Todo era sublime, perfecto y para ser eterno. La justicia armonizaba la comunión del Creador con la criatura y la naturaleza.
Pero…
Con la desobediencia de la criatura, se inauguró el reino del pecado en el corazón humano.
Todo pecado, por más inofensivo que parezca, es una acción injusta.
¿Cómo el Justo Juez, cuya base del Trono es justicia y juicio, podría tolerar la injusticia? Salmo 97:2
Los injustos fueron, inmediatamente, expulsados de Su presencia.
El reino de la injusticia tomó el lugar del Reino de la justicia en el corazón humano;
El reino de las tinieblas tomó el lugar del Reino de la Luz;
El reino de Satanás tomó el lugar del Reino de Dios;
Y la maldición tomó el lugar de la bendición.

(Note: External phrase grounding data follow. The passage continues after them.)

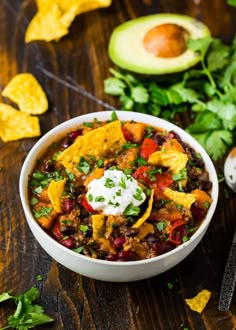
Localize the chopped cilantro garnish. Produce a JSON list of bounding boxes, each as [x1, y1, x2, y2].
[[73, 246, 84, 254], [76, 157, 91, 175], [104, 177, 115, 188], [80, 224, 89, 232], [156, 221, 166, 231], [148, 168, 162, 181], [97, 159, 104, 168], [116, 189, 122, 196], [30, 196, 39, 206], [124, 167, 132, 175], [137, 157, 147, 166], [133, 187, 144, 201], [111, 111, 118, 121], [95, 196, 105, 202], [83, 122, 93, 128], [182, 236, 189, 243], [87, 193, 93, 202], [124, 203, 140, 216], [119, 177, 127, 189], [172, 168, 187, 181], [33, 207, 53, 219], [123, 141, 138, 149]]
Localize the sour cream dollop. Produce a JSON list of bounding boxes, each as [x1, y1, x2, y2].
[[86, 169, 146, 215]]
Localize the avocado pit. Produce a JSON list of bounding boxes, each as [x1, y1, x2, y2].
[[143, 23, 189, 58]]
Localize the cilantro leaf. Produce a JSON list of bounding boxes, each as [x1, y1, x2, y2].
[[191, 130, 233, 160], [186, 111, 222, 133], [227, 0, 236, 7], [187, 37, 212, 58], [131, 86, 149, 103], [0, 292, 14, 303], [0, 286, 54, 330], [206, 38, 230, 71], [104, 77, 126, 95]]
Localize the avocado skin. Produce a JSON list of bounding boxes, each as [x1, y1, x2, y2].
[[108, 13, 210, 75]]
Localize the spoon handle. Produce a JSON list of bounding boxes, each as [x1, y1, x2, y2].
[[218, 231, 236, 311]]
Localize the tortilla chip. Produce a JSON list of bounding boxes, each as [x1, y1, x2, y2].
[[48, 179, 66, 213], [58, 120, 126, 175], [26, 0, 112, 43], [25, 4, 70, 43], [92, 214, 106, 240], [164, 187, 196, 209], [132, 189, 154, 228], [148, 150, 188, 174], [185, 289, 212, 313], [2, 73, 48, 115], [0, 103, 41, 142]]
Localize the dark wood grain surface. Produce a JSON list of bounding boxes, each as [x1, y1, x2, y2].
[[1, 1, 236, 329]]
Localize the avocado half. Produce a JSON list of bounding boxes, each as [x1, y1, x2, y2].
[[108, 14, 210, 75]]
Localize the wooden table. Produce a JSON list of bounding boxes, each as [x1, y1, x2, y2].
[[1, 1, 236, 329]]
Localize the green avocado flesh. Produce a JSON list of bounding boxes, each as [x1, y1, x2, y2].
[[108, 14, 210, 75]]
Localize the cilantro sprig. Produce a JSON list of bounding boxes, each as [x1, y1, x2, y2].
[[104, 35, 236, 161], [0, 286, 54, 329]]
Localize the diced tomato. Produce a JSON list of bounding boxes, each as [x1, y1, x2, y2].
[[140, 138, 159, 160], [155, 172, 173, 191], [133, 166, 173, 190], [81, 194, 97, 213], [133, 166, 153, 185], [169, 219, 186, 245], [121, 126, 133, 142]]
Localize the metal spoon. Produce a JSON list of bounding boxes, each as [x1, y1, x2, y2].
[[218, 147, 236, 311]]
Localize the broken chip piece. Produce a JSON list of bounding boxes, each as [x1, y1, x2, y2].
[[25, 0, 112, 43], [185, 289, 212, 313], [0, 103, 41, 142], [2, 73, 48, 115]]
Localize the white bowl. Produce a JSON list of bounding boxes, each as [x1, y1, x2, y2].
[[19, 111, 219, 282]]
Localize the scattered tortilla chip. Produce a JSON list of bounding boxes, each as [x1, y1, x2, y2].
[[25, 0, 112, 43], [92, 214, 106, 239], [2, 73, 48, 115], [148, 150, 188, 174], [132, 189, 154, 228], [185, 289, 212, 313], [164, 187, 196, 209], [48, 179, 66, 213], [25, 4, 72, 43], [0, 103, 41, 142], [58, 120, 126, 175]]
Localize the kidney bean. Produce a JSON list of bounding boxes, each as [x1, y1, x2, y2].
[[68, 130, 82, 141], [118, 250, 135, 261], [61, 237, 76, 249], [113, 237, 126, 250], [146, 233, 160, 243], [106, 254, 119, 261], [153, 133, 165, 145], [63, 198, 76, 213], [152, 241, 175, 255], [43, 160, 55, 172]]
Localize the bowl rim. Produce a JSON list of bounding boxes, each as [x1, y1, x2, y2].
[[19, 110, 219, 267]]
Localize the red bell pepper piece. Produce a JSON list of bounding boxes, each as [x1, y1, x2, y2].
[[133, 166, 153, 185], [133, 166, 173, 190], [169, 219, 186, 245], [121, 126, 133, 142], [155, 172, 173, 191], [140, 138, 159, 160], [81, 194, 97, 213]]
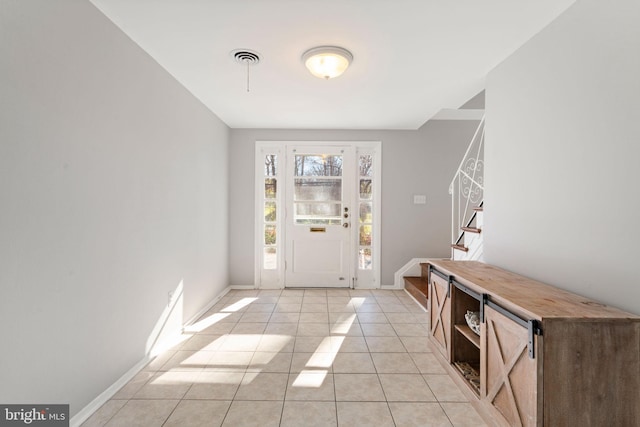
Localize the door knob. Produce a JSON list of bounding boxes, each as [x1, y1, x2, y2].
[[343, 223, 349, 228]]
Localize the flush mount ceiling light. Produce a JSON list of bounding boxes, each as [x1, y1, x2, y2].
[[302, 46, 353, 80]]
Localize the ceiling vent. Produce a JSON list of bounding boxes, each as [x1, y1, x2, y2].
[[231, 49, 261, 66], [230, 49, 261, 92]]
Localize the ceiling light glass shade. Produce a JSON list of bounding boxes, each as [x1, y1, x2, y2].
[[302, 46, 353, 79]]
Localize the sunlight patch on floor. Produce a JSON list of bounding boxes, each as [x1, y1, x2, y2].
[[192, 371, 244, 384], [330, 313, 357, 334], [350, 297, 366, 309], [292, 334, 346, 387], [219, 334, 262, 351], [184, 312, 231, 333], [256, 334, 292, 352], [292, 370, 328, 388], [151, 371, 199, 384], [222, 297, 258, 312], [241, 371, 260, 384], [306, 351, 337, 369]]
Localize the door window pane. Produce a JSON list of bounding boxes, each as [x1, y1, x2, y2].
[[359, 203, 372, 224], [360, 179, 372, 199], [265, 225, 276, 245], [359, 225, 372, 245], [294, 178, 341, 201], [358, 152, 375, 271], [293, 154, 343, 226], [294, 155, 342, 176], [265, 178, 277, 198], [264, 247, 276, 270], [295, 203, 341, 225], [265, 154, 277, 176], [359, 155, 373, 177], [358, 248, 372, 270], [262, 152, 278, 271], [265, 201, 276, 222]]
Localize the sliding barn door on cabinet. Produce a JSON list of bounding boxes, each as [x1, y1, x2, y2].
[[429, 269, 452, 361], [481, 305, 541, 427]]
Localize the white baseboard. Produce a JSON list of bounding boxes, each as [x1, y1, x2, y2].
[[70, 355, 151, 427], [392, 258, 431, 288], [70, 285, 232, 427], [184, 286, 232, 327]]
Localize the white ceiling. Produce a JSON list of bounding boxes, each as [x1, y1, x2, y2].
[[89, 0, 575, 130]]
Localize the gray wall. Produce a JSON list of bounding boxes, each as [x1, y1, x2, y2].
[[485, 0, 640, 314], [460, 91, 485, 110], [229, 121, 477, 286], [0, 0, 229, 415]]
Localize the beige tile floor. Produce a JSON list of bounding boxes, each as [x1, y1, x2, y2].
[[82, 289, 487, 427]]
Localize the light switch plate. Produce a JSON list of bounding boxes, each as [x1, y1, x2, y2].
[[413, 195, 427, 204]]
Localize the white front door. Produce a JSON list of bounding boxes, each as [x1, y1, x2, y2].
[[285, 146, 354, 287]]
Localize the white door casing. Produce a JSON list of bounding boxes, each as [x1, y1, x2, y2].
[[254, 141, 380, 289]]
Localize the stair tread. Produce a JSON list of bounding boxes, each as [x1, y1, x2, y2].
[[461, 226, 482, 233], [403, 276, 428, 308], [451, 244, 469, 252], [404, 276, 427, 285]]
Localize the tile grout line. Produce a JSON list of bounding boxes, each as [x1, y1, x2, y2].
[[159, 396, 181, 427], [99, 399, 128, 427]]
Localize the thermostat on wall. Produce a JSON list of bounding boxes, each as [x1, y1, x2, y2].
[[413, 195, 427, 205]]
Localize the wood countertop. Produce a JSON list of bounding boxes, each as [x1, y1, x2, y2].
[[425, 260, 640, 322]]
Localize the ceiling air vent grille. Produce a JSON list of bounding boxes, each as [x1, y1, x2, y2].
[[230, 49, 261, 92], [231, 49, 261, 65]]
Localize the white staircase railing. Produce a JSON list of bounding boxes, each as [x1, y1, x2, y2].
[[449, 117, 485, 255]]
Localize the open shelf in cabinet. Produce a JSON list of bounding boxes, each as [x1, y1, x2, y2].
[[451, 280, 483, 396], [453, 361, 480, 395], [454, 324, 480, 348]]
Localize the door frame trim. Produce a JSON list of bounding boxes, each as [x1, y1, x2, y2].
[[254, 140, 381, 289]]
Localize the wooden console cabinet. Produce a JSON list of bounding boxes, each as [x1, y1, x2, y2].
[[425, 260, 640, 427]]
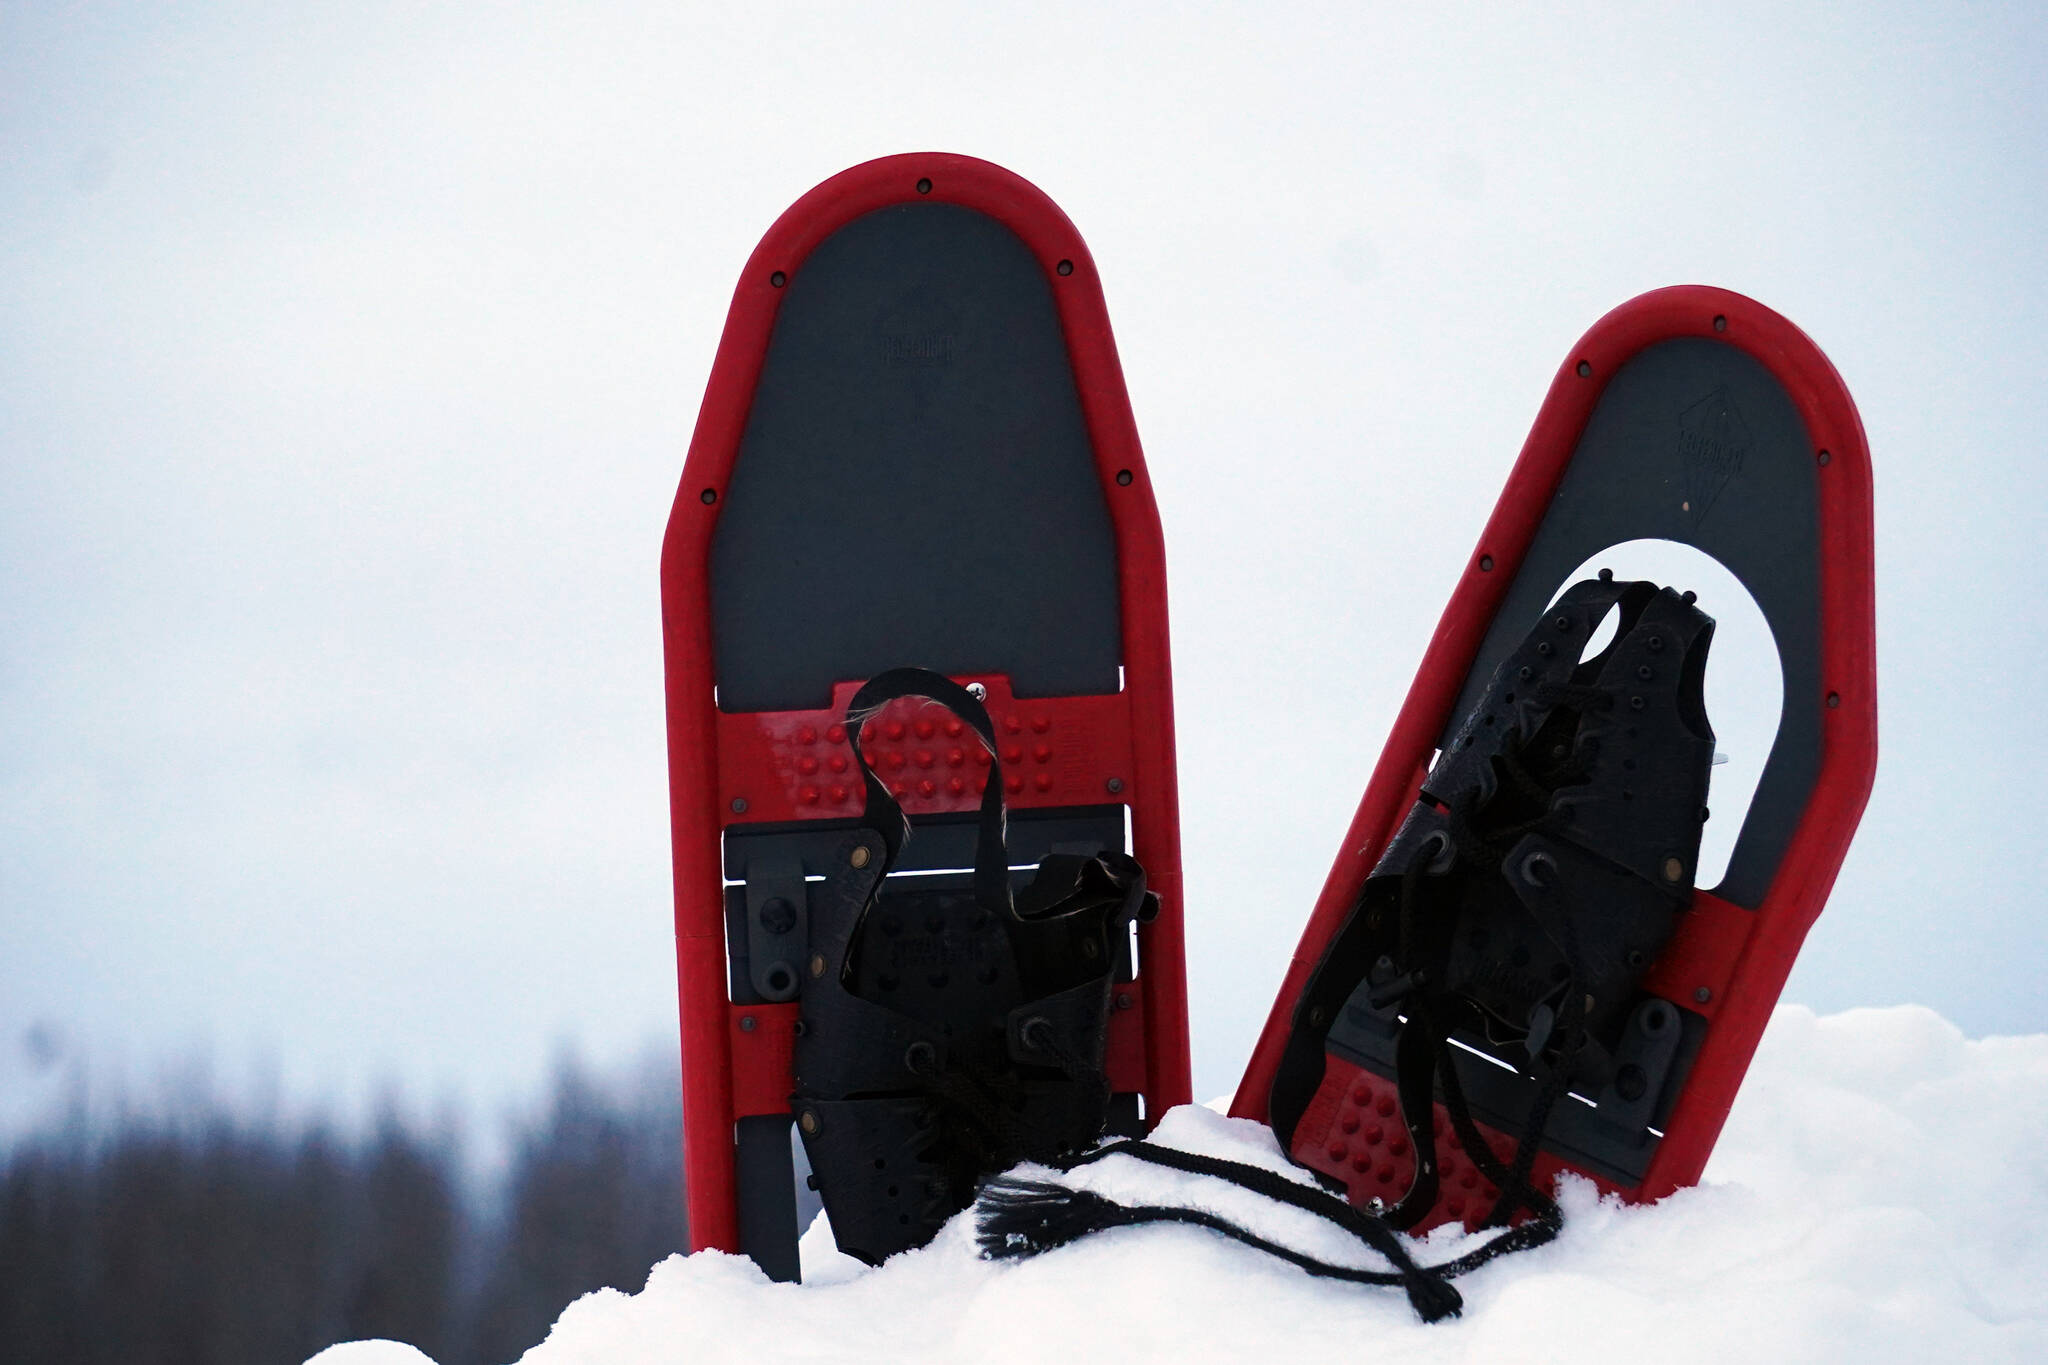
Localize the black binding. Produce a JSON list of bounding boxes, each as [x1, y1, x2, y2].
[[792, 667, 1158, 1265]]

Y así ha caminado la humanidad, desde la rebeldía de los primeros padres.
El espíritu de la maldición ha pasado de padre a hijo, de generación en generación.
El pecado es una maldición.
El pecador es esclavo de la maldición.
Para ser libre, el esclavo tiene que alejarse o huir de su opresor.
Fue justamente lo que hizo Abraham.
Para librarse de los espíritus de la maldición reinantes en su tierra, en su parentela y en la casa de su padre, Abraham tuvo que abandonar todo.
Se separó de todos los que podían haberlo influenciado en su obediencia a la Voz de Dios.
Sacrificó la vida de pecado.
Dejó la maldición para ser la propia bendición.
Y usted, ¿ha huido de la maldición del pecado?
Es imposible vivir en el pecado y ser bendecido.